FIG. 21 is a conceptual diagram of a stabilizing mechanism in still another example of the nesting type retaining wall of the present invention.

FIG. 22 is an elevational view showing an example in which the embedding-type retaining wall of the present invention is constructed by cast-in-place construction.

FIG. 23 is a perspective view of the insertion type retaining wall of FIG. 22.

FIG. 24 is an elevation view showing an example in which the embedding-type retaining wall of the present invention is constructed by interconnecting box-type blocks.

FIG. 25 is a perspective view of the embedding type retaining wall of FIG. 23.

FIG. 26 is a schematic explanatory view showing a construction example in which a tubular foundation member is laid on the ground using a press-fitting method using a ground anchor.

FIG. 27 is a vertical sectional view showing an example of a conventional inverted T-type retaining wall.

FIG. 28 is a vertical sectional view showing another example of the conventional inverted T-type retaining wall.

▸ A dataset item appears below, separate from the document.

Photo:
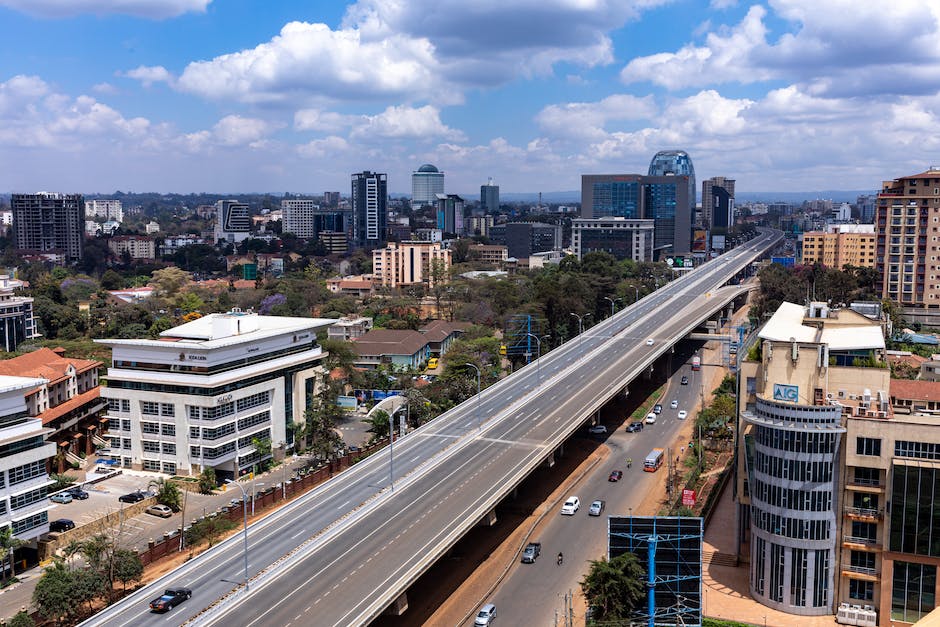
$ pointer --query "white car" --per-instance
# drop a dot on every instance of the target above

FIG. 29 is a conceptual diagram of a stabilizing mechanism in a conventional inverted T-type retaining wall.

[Explanation of symbols]

 Reference Signs List 1 front wall 2 wall 3 precast block 4 PC steel 5 standing wall unit 6 PC steel 7 standing wall 8 ground 9 pile 10 tubular base member 11 cross beam member 12 main embankment 50 anchor cable 51 auxiliary girder 52 press fitting device 53 upper chuck Means 54 Lower chuck means

 ──────────────────────────────────────────────────続 き Continuing on the front page (72) Inventor Toshimasa Takatori 2-73-4, Fujiwara Nishimachi, Okayama City, Okayama Prefecture Inside Daiwa Cress Co., Ltd. (72) Inventor Akihiro Tasaka 2-73-4, Fujiwara Nishimachi, Okayama City, Okayama Prefecture No. Daiwa Cress Co., Ltd. F-term (reference) 2D018 EA04 EA06 EA07 EA10 2D048 AA26 AA28 AA91

Claims (8)

[Claims] An upright type in which a plurality of precast blocks are vertically and horizontally interconnected, or a standing wall is formed by casting reinforced concrete in place, and a lower portion of the upstanding wall is embedded in a ground as a rooting portion. Retaining wall. 2. A precast block 3 having one or two dependent walls 2 on the back of a front wall 1 is used. The standing wall unit 5 is formed by connecting the plurality of standing wall units 5 arranged in the left and right directions, and the standing wall 7 is formed by connecting the plurality of standing wall units 5 to each other by the PC steel material 6 in the left and right direction by bolting or the cross beam member 11 or the like. A nesting type retaining wall buried in the ground 8 with the lower part of 7 as the nesting part. 3. The embedding type retaining wall according to claim 2, wherein the pile 9 is connected to the lowermost precast block 3A of the standing wall unit 5. 4. The embedding retaining wall according to claim 2, wherein the tubular base member 10 is connected to the lowermost precast block 3A of the standing wall unit 5. 5. A cross beam member 11 extending between two or three or more adjacent right and left standing wall units 5 between the lowermost precast block 3A of the standing wall unit 5 and the cylindrical foundation member 10.
5. The embedding-type retaining wall according to claim 4, wherein 6. A standing wall 7 is formed by connecting a plurality of precast blocks vertically and horizontally to each other, and a lower part of the standing wall 7 is used as a rooting portion and is buried in the ground 8 by a press-fitting method using a ground anchor. Ceremony retaining wall. 7. A foundation member 10 is buried in a ground 8 by a press-fitting method using a ground anchor, and a plurality of precast blocks are interconnected vertically and horizontally to form an upright wall 7, and a lower portion of the upright wall 7 is laid. As a part, a nesting type retaining wall buried on the base member 10. 8. A cross beam member 11 is connected between a lowermost precast block 3A and said base member 10.
Rooted retaining wall as described in.